Though he did not name it, the first person to discuss electricity as modern man knows it was the Italian physician, Girolamo Cardano. he wrote of it in his 1550 work, De Subtilitate, and pointed out the difference between what would now be called electrical and magnetic forces. His work was supplemented by William Gilbert's 1600 paper De Magnete, in which he coined the word electricus, from the greek word electron, meaning amber.
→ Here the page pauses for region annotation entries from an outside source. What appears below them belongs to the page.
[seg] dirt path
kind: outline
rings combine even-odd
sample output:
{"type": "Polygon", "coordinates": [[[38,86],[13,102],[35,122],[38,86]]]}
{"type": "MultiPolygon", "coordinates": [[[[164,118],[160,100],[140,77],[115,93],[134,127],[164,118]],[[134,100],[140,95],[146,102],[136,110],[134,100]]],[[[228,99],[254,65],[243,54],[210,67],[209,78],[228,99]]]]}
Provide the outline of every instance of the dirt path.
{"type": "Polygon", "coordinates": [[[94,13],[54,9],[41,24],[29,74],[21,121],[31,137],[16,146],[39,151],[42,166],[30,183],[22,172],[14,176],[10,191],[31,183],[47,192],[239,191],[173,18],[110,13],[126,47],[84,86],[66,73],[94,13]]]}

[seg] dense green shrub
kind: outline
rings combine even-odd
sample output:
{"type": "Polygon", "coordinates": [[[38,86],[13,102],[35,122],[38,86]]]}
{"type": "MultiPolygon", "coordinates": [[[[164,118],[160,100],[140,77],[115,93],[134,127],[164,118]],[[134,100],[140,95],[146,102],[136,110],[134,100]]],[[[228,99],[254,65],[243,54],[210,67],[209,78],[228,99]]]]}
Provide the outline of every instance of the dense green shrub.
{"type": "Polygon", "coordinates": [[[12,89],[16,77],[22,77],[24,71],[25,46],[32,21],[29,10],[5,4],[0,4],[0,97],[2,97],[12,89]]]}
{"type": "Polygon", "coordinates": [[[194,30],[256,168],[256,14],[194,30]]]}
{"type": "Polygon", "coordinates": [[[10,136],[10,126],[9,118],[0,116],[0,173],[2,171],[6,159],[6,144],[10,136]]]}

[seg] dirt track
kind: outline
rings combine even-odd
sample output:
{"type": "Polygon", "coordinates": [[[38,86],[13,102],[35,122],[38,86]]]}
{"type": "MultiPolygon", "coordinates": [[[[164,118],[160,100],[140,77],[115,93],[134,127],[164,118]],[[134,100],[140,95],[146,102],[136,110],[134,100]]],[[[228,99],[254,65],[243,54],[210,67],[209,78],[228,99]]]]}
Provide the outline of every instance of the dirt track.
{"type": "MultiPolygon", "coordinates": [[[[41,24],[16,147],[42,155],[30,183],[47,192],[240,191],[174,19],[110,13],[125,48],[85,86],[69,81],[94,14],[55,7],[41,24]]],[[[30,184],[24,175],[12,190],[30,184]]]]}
The word 'electricity' is fist ascribed to sir Thomas Browne in his 1846 book, Pseudodoxica Epidemica. In it, he attributes various strange happenstances and myths to the phenomenon and attempts to define it through empirical testing. The book has gone through no less than six separate editions, and is still sold today, as well as having been published online:
http://penelope.uchicago.edu/pseudodoxia/pseudodoxia.shtml
Other pioneers of electricity include: Pieter van Musschenbroek, who invented the Leiden Jar (one of the first capacitors, named after the Leiden Unviersity, where he worked) in 1745, and William Watson, who discovered in 1747 that a static discharge is equivalent to an electric current,
Benjamin Franklin, in addition to his 1752 'Kite Experiment', also is credited with the invention of electrical attractors, or lightning rods. He and Philadelphia colleague Ebenezer Kinnersley are credited with the discovery of the positive and negative natures of electrical charges.
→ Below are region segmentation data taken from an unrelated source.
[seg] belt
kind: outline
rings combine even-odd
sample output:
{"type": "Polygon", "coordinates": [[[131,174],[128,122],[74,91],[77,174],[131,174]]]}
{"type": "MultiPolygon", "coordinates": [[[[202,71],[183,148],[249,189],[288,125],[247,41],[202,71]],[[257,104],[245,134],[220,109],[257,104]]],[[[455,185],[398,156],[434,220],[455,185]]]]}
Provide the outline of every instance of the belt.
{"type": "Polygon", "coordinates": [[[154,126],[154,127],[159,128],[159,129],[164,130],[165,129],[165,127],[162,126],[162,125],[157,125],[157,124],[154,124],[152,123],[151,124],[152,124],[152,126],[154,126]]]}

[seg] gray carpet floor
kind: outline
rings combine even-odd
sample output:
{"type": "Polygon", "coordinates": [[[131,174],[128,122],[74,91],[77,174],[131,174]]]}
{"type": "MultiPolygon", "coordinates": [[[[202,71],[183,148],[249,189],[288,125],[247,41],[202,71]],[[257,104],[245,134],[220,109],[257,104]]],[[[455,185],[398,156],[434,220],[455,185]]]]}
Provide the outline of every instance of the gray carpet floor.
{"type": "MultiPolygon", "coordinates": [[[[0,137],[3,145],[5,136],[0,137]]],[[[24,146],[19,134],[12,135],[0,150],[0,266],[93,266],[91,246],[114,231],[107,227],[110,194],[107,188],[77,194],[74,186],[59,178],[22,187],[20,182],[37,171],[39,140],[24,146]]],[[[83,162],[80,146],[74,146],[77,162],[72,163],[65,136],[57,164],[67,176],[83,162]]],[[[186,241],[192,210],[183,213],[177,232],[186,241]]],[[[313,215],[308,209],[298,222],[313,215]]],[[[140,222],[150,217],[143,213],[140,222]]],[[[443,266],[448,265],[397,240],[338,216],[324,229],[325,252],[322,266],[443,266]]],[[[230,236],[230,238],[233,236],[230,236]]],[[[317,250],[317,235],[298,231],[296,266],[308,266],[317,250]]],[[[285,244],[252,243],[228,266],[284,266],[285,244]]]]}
These observations and experiments allowed another gamut of development: the works of Michael Faraday (the inventor of electrolysis), Luigi Galvani (who discovered that muscles in the body produce electricity and laid down the foundations for the first electrochemical cell), Andre-Marie Ampere (the discoverer of electromagnetism) , Alessandro Volta (creator of the voltaic cell and thus the first modern chemical battery), and Georg Simon Ohm (the discoverer of electrical resistance). The accomplishments of these great intellectuals is evident in modern electrical technology: all have had units and concepts named after them (the Faraday constant, galvanic current and corrosion, and the Amp, Volt and Ohm).